The Compulsory Process Clause, the Court has confirmed, lets defendants subpoena witnesses to force them to testify at trial. This Clause (combined with other constitutional provisions) also now impliedly guarantees defendants the right to testify in their own defense if they wish. The Confrontation Clause requires prosecution witnesses to testify under oath and subject to cross-examination; except for small children who would be traumatized by the process, they must also testify in court and in the presence of the defendant. To preserve the integrity of these confrontation requirements, the Court also held in Crawford v. Washington (2004) that the prosecution may not introduce out-of-court statements by nontestifying witnesses when those statements are “testimonial”—that is, when the statements were made primarily to establish facts for the criminal prosecution. So if, for example, the police investigate a crime and a witness identifies the defendant in order to have him arrested and charged, the prosecution cannot use that statement as evidence in court against the defendant, unless the witness is brought to court so that the defendant can cross-examine him. Finally, the Compulsory Process and Confrontation Clauses guarantee the defendant’s right to be present in the courtroom throughout his trial (though he can forfeit this right by behaving badly).
That leaves the right to trial by “an impartial jury.” The Court has held that this right applies whenever the accused faces more than six months’ imprisonment, and it applies to any fact (other than a prior conviction) that would affect the permissible sentencing range. A jury must come from a pool representing a fair cross-section of the local community. Despite the history to the contrary, a jury may consist of as few as six members (though nearly all states require the traditional twelve). The Jury Trial Clause, combined with the Due Process Clauses of the Fifth and Fourteenth Amendments, also forbids conviction unless the prosecution proves every element of the crime beyond a reasonable doubt. And the jury’s verdict must be unanimous though the Court declined in 1972 to enforce this requirement against the States. Louisiana and Oregon, therefore, have continued to allow non-capital convictions by 11-1 and 10-2 votes.

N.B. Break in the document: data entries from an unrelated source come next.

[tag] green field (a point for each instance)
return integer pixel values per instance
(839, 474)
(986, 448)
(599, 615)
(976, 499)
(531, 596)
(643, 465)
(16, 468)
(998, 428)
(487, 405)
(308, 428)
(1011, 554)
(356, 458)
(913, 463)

Consistent with its historical purpose, a jury retains the power to acquit regardless of the strength of the prosecution’s case or to return logically inconsistent verdicts to mitigate punishment. Yet the Supreme Court has refused to hold that the Sixth Amendment entitles defendants to have juries instructed about that power or even advised about the sentencing consequences of the charges. Thus, while juries have continued to serve the role as fact-finders, they are left today to perform their traditional role as “circuitbreaker in the State’s machinery of justice” largely in the dark.